What makes an agent "multi-step"
Multi-step agents are Claude-powered systems that chain two or more distinct tasks together, with the output of each step feeding the next, and minimal human input required between steps. The agent might search for information, process it, write a result, and send it — all in one run.
The key design challenge is not the individual steps. It is the handoffs between them. A bug in step two corrupts every step that follows. An unexpected output format in step three breaks the parser in step four. The checklist below targets these handoff points.
The pre-ship checklist
Work through this list in order. Each item represents a failure mode observed in real agent deployments.
Prompt isolation
- [ ] Each step has its own system prompt. No step inherits instructions from another.
- [ ] The system prompt for each step specifies exactly what format the output should use.
- [ ] You have tested each step independently with edge-case inputs before connecting them.
Output validation
- [ ] You validate the structure of each step's output before passing it to the next step.
- [ ] If a step returns unexpected output, the agent stops rather than continuing with bad data.
- [ ] You have a test case where step N produces malformed output and verified the agent halts cleanly.
Error handling
def run_agent_step(prompt: str, step_name: str) -> str:
try:
response = client.messages.create(
model="claude-opus-4-5",
max_tokens=2048,
messages=[{"role": "user", "content": prompt}]
)
output = response.content[0].text
if not output or len(output.strip()) < 10:
raise ValueError(f"Step '{step_name}' returned unexpectedly short output.")
return output
except Exception as e:
print(f"Agent halted at step '{step_name}': {e}")
raise
- [ ] Every step call is wrapped in error handling.
- [ ] Errors are logged with the step name, input length, and timestamp.
- [ ] The agent does not silently swallow errors and continue.
Cost controls
- [ ] You have set
max_tokenson every step. There is no unbounded call. - [ ] You have estimated the total token cost per agent run at average input size.

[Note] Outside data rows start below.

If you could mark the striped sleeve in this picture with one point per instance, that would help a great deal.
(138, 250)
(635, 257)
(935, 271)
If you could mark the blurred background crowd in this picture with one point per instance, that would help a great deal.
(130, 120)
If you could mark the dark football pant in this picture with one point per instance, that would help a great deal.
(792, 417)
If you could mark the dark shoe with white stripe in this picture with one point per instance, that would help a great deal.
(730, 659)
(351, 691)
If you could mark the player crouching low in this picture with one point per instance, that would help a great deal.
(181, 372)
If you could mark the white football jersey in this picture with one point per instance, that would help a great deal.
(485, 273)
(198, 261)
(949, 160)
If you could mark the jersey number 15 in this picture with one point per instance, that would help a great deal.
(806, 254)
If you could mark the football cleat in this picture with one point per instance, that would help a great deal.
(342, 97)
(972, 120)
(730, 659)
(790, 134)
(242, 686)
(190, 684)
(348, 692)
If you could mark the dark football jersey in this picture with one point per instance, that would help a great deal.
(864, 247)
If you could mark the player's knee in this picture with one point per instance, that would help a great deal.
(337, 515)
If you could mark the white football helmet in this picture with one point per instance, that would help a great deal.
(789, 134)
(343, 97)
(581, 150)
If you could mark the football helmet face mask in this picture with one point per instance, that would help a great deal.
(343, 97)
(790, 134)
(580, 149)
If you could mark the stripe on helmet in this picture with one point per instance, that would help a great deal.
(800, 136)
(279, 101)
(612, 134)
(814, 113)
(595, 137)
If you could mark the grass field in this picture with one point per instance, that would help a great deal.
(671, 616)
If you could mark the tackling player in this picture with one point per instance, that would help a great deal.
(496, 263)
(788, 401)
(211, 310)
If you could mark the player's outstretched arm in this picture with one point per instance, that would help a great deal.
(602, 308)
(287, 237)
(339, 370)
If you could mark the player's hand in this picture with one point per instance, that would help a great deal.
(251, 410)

- [ ] If the agent runs on a schedule, you have calculated monthly cost at expected volume.
Logging
- [ ] Every step logs: step name, model, input token count, output token count, latency.
- [ ] Logs are written to a persistent store, not just stdout.
- [ ] You can replay a failed run from logs without re-running the whole agent.
One step to take right now
Pick the agent you are closest to shipping and run it through the checklist. Mark every item you can honestly check off today. The gaps you find are your actual shipping blockers — not polish, not features. Fix those gaps, then ship.